Gustav Horn skizzierte in seinen Ausführungen zum Arbeitsbegriff vor allem den Sinn der Arbeit. Arbeit sei für den Menschen im inneren Verständnis Selbstverwirklichung. Diese Entfaltungsmöglichkeit sei jedoch durch gesellschaftliche Zwänge eingeschränkt, da nicht jede Arbeit auch die Möglichkeit biete, einen adäquaten Lebensunterhalt für den Einzelnen zu gewährleisten.
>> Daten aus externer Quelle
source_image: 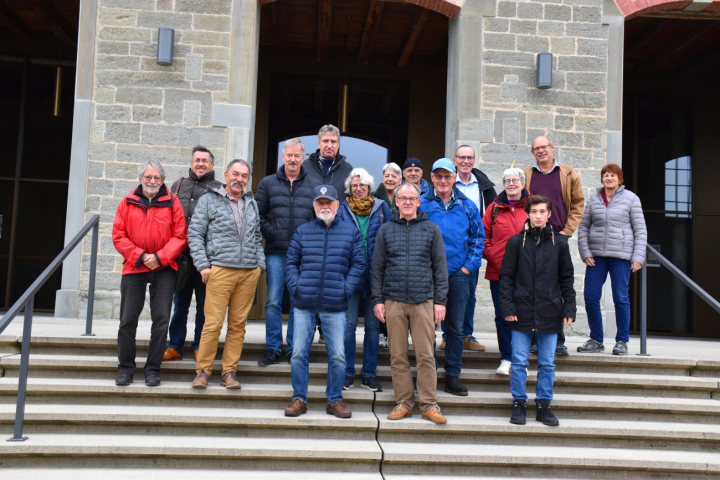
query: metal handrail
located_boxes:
[0,215,100,442]
[640,245,720,356]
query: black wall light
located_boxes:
[157,27,175,66]
[537,53,552,90]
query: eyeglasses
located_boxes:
[530,143,552,152]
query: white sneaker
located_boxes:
[495,360,512,376]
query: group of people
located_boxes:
[113,125,647,425]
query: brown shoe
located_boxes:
[465,335,485,352]
[220,372,241,390]
[285,398,307,417]
[163,347,182,362]
[325,400,352,418]
[193,370,208,388]
[388,403,412,420]
[422,405,447,425]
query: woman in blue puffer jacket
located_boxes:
[338,168,392,392]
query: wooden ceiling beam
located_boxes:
[0,0,32,41]
[317,0,332,62]
[272,0,287,57]
[398,7,431,67]
[25,0,77,45]
[358,0,385,63]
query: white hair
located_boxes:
[503,168,525,185]
[345,168,375,195]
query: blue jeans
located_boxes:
[445,270,472,377]
[344,290,380,377]
[490,280,512,361]
[265,253,295,357]
[510,330,557,402]
[290,308,345,404]
[168,265,205,355]
[440,270,480,341]
[585,257,631,343]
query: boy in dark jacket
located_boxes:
[500,195,576,426]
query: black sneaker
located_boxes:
[362,377,382,392]
[115,372,132,387]
[258,350,280,367]
[445,375,467,397]
[613,342,627,355]
[578,338,605,353]
[535,400,560,427]
[510,400,527,425]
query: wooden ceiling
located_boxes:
[260,0,448,66]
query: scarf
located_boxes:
[347,195,375,217]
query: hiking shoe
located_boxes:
[578,338,605,353]
[115,372,132,387]
[193,370,208,388]
[464,335,485,352]
[422,405,447,425]
[510,400,527,425]
[220,372,241,390]
[258,350,280,367]
[445,375,467,397]
[361,377,382,392]
[613,342,627,355]
[388,403,412,420]
[495,360,512,376]
[535,400,560,427]
[163,347,182,362]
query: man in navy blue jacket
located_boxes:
[285,185,365,418]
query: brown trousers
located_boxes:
[385,299,437,412]
[196,265,260,376]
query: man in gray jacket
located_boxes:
[188,160,265,388]
[163,145,222,362]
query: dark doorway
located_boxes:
[623,17,720,337]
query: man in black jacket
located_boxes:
[305,125,352,195]
[255,138,320,367]
[370,182,448,424]
[500,195,576,426]
[163,145,222,362]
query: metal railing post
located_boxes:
[638,262,650,357]
[82,222,100,337]
[8,295,35,442]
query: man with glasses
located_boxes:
[523,137,585,356]
[419,158,485,396]
[370,182,448,424]
[440,145,497,352]
[163,145,222,362]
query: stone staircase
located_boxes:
[0,328,720,480]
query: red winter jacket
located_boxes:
[113,184,187,275]
[483,188,532,280]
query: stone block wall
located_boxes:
[79,0,233,318]
[476,0,613,334]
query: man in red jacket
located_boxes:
[113,160,187,387]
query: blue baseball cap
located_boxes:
[432,158,455,173]
[313,185,337,201]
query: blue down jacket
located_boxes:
[338,198,392,294]
[285,218,366,312]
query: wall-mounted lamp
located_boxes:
[537,53,552,90]
[157,27,175,66]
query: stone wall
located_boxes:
[79,0,233,318]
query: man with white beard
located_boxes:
[285,185,365,418]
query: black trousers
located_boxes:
[118,267,176,375]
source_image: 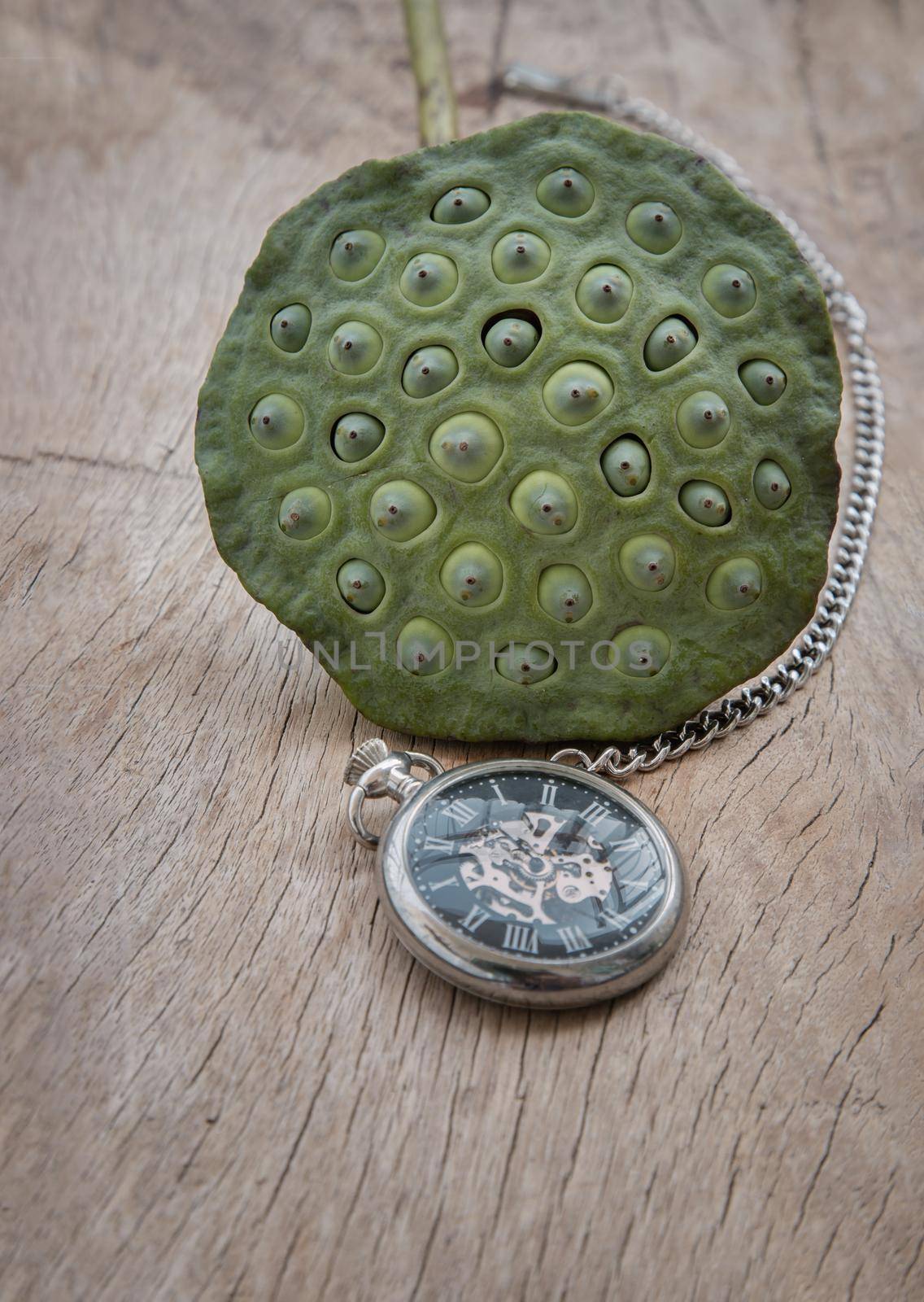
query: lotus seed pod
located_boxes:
[495,642,558,688]
[677,389,731,448]
[429,412,503,484]
[703,262,757,317]
[269,304,311,353]
[490,230,551,285]
[330,230,386,280]
[484,317,538,366]
[600,434,651,497]
[432,185,490,226]
[738,358,786,406]
[327,321,381,375]
[510,470,578,534]
[626,203,683,252]
[399,616,455,677]
[753,461,792,510]
[369,479,436,543]
[278,488,330,540]
[681,479,731,527]
[401,252,460,308]
[536,167,595,217]
[543,362,613,426]
[440,543,503,605]
[574,262,633,326]
[337,558,386,614]
[620,534,675,592]
[333,412,386,461]
[250,393,304,452]
[705,556,760,610]
[644,317,698,371]
[401,343,460,399]
[612,623,670,679]
[538,565,594,623]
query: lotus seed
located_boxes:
[703,262,757,317]
[536,167,594,217]
[440,543,503,605]
[644,317,698,371]
[330,230,386,280]
[484,317,538,366]
[677,389,731,448]
[333,412,386,461]
[337,558,386,614]
[620,534,675,592]
[705,556,760,610]
[600,434,651,497]
[401,343,460,399]
[401,252,460,308]
[369,479,436,543]
[327,321,381,375]
[490,230,551,285]
[538,565,594,623]
[626,203,683,252]
[510,470,578,534]
[432,185,490,226]
[738,358,786,406]
[399,616,455,677]
[753,461,792,510]
[575,263,633,326]
[681,479,731,527]
[250,393,304,452]
[429,412,503,484]
[278,488,330,540]
[612,623,670,679]
[269,304,311,353]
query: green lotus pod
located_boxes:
[327,321,381,375]
[337,557,386,614]
[401,343,460,399]
[484,317,538,366]
[330,230,386,280]
[677,389,731,448]
[536,167,595,217]
[538,565,594,623]
[269,304,311,353]
[738,358,786,406]
[626,203,683,252]
[753,460,792,510]
[644,317,698,371]
[610,623,670,679]
[495,642,558,688]
[620,534,677,592]
[429,412,503,484]
[399,616,455,679]
[510,470,578,534]
[440,543,503,605]
[250,393,304,452]
[600,434,651,497]
[681,479,731,527]
[574,262,633,326]
[705,556,760,610]
[432,185,490,226]
[490,230,551,285]
[369,479,436,543]
[399,252,460,308]
[703,262,757,317]
[278,488,330,542]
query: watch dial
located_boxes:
[408,770,666,961]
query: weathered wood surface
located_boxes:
[0,0,924,1302]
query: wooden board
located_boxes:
[0,0,924,1302]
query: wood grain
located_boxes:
[0,0,924,1302]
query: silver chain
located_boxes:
[503,65,885,779]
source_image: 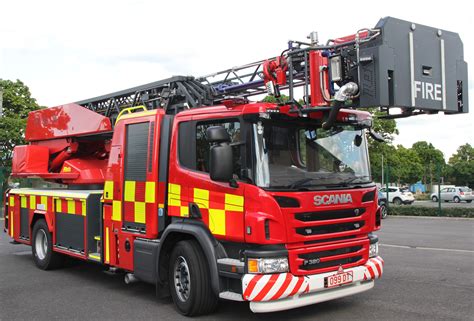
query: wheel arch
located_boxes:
[156,219,227,295]
[30,212,54,233]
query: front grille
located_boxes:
[295,207,365,222]
[304,235,356,245]
[300,255,362,271]
[299,245,362,260]
[296,221,365,236]
[298,242,364,271]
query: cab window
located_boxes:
[196,120,242,175]
[178,119,243,178]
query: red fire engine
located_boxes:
[1,18,468,316]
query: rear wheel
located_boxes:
[169,240,218,316]
[31,219,64,270]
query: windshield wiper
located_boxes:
[285,176,331,189]
[285,175,370,189]
[339,175,370,186]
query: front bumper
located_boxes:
[242,256,384,313]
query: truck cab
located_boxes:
[95,102,383,312]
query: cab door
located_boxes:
[168,112,246,241]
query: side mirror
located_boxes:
[369,127,385,143]
[206,126,230,144]
[206,126,233,182]
[209,143,233,182]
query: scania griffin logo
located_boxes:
[314,194,352,206]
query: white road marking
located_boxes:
[13,251,31,255]
[380,244,474,253]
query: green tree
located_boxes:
[412,141,446,186]
[448,144,474,187]
[397,145,423,184]
[0,79,40,176]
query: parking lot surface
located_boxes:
[413,201,474,209]
[0,217,474,320]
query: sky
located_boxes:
[0,0,474,159]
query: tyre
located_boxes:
[380,204,388,218]
[393,197,402,205]
[31,219,64,270]
[168,240,218,316]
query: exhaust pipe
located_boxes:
[124,273,138,284]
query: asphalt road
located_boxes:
[0,217,474,321]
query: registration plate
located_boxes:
[324,271,354,288]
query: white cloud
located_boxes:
[0,0,474,156]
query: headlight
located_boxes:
[247,257,288,274]
[369,242,379,257]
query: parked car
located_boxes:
[380,186,415,205]
[431,186,474,203]
[379,191,388,218]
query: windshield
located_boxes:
[253,120,371,189]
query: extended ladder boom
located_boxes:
[77,17,468,118]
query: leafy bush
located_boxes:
[388,205,474,218]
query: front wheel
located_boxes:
[31,219,64,270]
[169,240,218,316]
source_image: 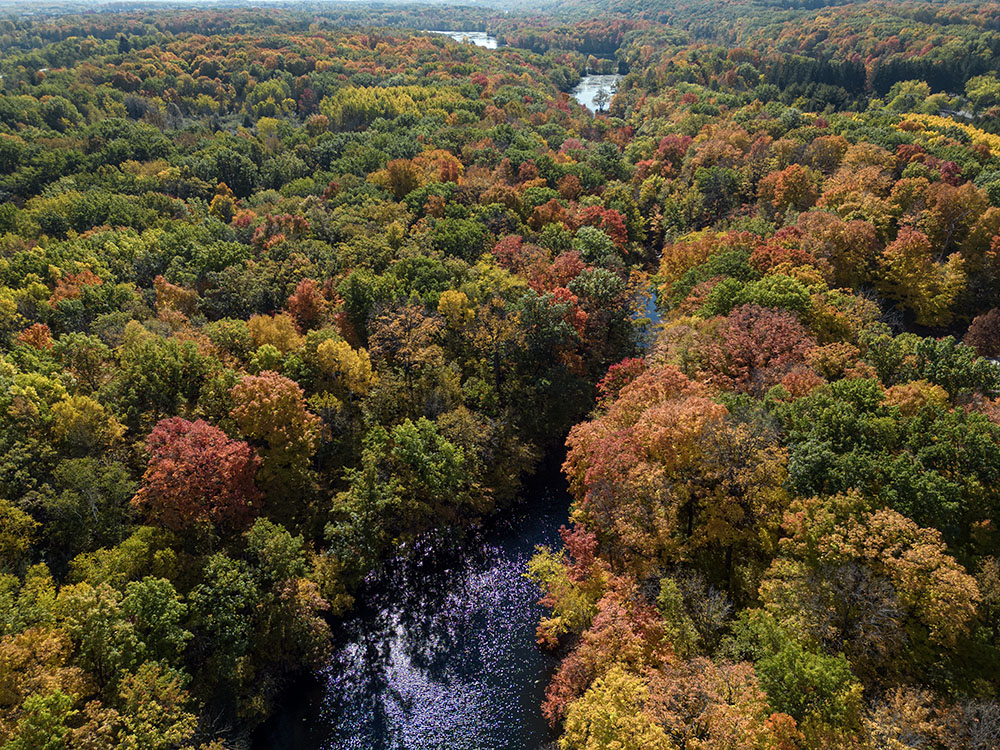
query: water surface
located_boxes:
[427,29,497,49]
[571,73,624,112]
[254,486,569,750]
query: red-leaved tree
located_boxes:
[132,417,260,531]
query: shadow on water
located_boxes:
[253,475,569,750]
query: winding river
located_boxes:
[253,473,569,750]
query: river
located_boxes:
[427,29,497,49]
[253,472,569,750]
[571,73,624,112]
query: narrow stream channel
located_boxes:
[253,472,569,750]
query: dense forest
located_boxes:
[0,0,1000,750]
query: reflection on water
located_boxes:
[428,29,497,49]
[258,482,568,750]
[572,73,624,112]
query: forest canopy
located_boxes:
[0,0,1000,750]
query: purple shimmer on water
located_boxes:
[312,492,566,750]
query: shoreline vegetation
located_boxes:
[0,0,1000,750]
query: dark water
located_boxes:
[254,480,569,750]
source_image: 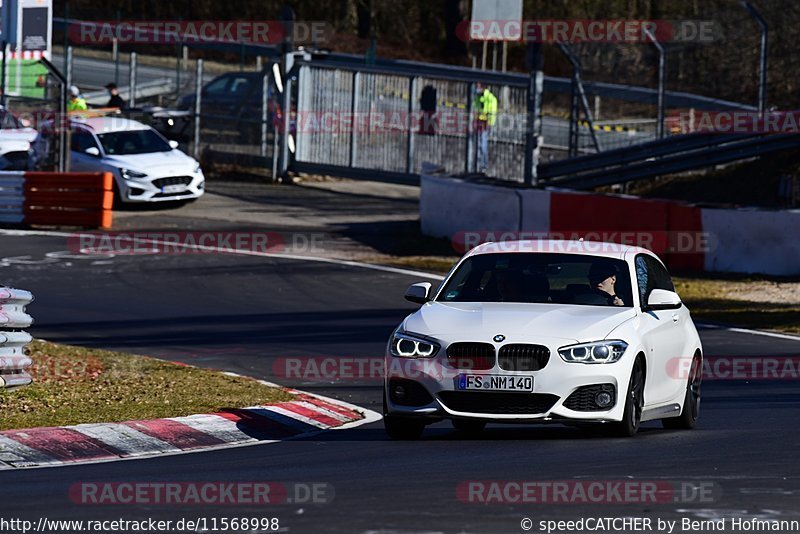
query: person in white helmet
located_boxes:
[67,85,89,111]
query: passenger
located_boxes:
[494,271,524,302]
[589,262,625,306]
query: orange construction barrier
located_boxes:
[25,172,114,228]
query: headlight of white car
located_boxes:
[389,332,441,358]
[119,169,147,180]
[558,339,628,363]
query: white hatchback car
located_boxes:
[384,241,702,439]
[33,116,205,202]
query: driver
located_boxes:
[495,270,524,302]
[589,262,625,306]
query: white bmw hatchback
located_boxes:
[384,241,702,439]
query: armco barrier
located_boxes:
[0,287,33,388]
[0,172,114,228]
[420,173,800,276]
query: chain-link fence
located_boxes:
[295,61,527,182]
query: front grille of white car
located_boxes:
[438,391,558,415]
[447,342,495,370]
[497,343,550,371]
[153,176,194,189]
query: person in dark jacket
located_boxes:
[106,83,125,109]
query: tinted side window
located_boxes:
[636,254,675,304]
[70,130,97,152]
[636,254,653,305]
[203,76,231,95]
[645,256,675,291]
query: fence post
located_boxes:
[742,0,769,116]
[0,41,9,106]
[66,46,72,92]
[523,43,544,187]
[175,44,183,98]
[278,58,297,178]
[464,81,472,174]
[128,52,136,108]
[644,28,666,139]
[194,59,203,159]
[406,76,417,174]
[261,72,270,158]
[350,71,361,167]
[111,37,119,85]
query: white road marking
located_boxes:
[169,414,257,443]
[0,230,444,280]
[695,323,800,341]
[0,435,61,465]
[70,423,180,456]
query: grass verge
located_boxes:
[0,341,293,430]
[376,256,800,334]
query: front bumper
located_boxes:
[116,172,205,202]
[384,347,633,423]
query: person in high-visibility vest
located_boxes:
[474,82,497,172]
[67,85,89,111]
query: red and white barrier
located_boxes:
[0,171,114,228]
[420,174,800,275]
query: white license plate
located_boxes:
[161,184,186,193]
[456,374,533,392]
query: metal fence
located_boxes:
[294,59,527,182]
[0,287,33,388]
[18,21,764,183]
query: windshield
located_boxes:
[437,252,633,307]
[97,129,172,156]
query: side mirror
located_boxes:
[642,289,681,311]
[406,282,431,304]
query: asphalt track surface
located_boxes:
[0,236,800,532]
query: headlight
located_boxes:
[389,333,440,358]
[119,169,147,180]
[558,340,628,363]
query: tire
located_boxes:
[451,419,486,435]
[383,391,425,440]
[661,356,703,430]
[613,358,645,437]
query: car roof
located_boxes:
[72,117,150,134]
[465,239,655,260]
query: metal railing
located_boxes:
[0,287,33,388]
[292,57,527,182]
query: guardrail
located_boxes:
[0,171,114,228]
[539,133,800,189]
[0,287,33,388]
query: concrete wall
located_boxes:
[703,209,800,275]
[419,174,522,239]
[420,173,800,275]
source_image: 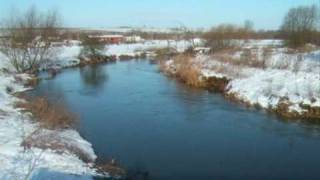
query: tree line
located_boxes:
[0,5,320,72]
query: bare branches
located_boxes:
[281,5,320,47]
[0,7,60,72]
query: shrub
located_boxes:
[203,24,252,51]
[17,97,78,129]
[281,5,319,48]
[0,7,60,73]
[173,54,203,87]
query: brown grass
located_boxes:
[173,54,203,87]
[96,160,127,177]
[17,97,78,129]
[21,129,95,163]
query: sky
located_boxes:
[0,0,320,30]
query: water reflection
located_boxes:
[80,65,109,89]
[31,61,320,180]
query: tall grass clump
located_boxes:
[173,54,203,87]
[17,97,78,129]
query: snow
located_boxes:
[105,39,201,56]
[167,40,320,114]
[0,54,101,180]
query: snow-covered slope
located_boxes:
[167,40,320,118]
[0,55,101,180]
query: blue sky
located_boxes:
[0,0,320,29]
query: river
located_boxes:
[33,60,320,180]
Klaus Kost ergänzte die aktuelle wissenschaftliche Sicht auf die Problematik wie folgt: „Wir haben es nicht mit einer Krise der Arbeit an sich zu tun, sondern „nur“ mit einer Krise der bezahlten Arbeit.“
Die Rolle der Gewerkschaften und des gewerkschaftlichen Engagements sieht Tyradellis in seiner Ausstellung nicht vom strukturellen Standpunkt aus, sondern er beleuchtet vor allem die Arbeit, die für den Einzelnen damit verbunden ist und die entsprechenden Folgen. Daraus leite sich eine Hochschätzung der ehrenamtlichen Tätigkeit ab und es sei unbestritten, dass Gewerkschaften als gesellschaftliches Instrument unverzichtbar seien, um gemeinschaftliche Interessen zu artikulieren und zu vertreten.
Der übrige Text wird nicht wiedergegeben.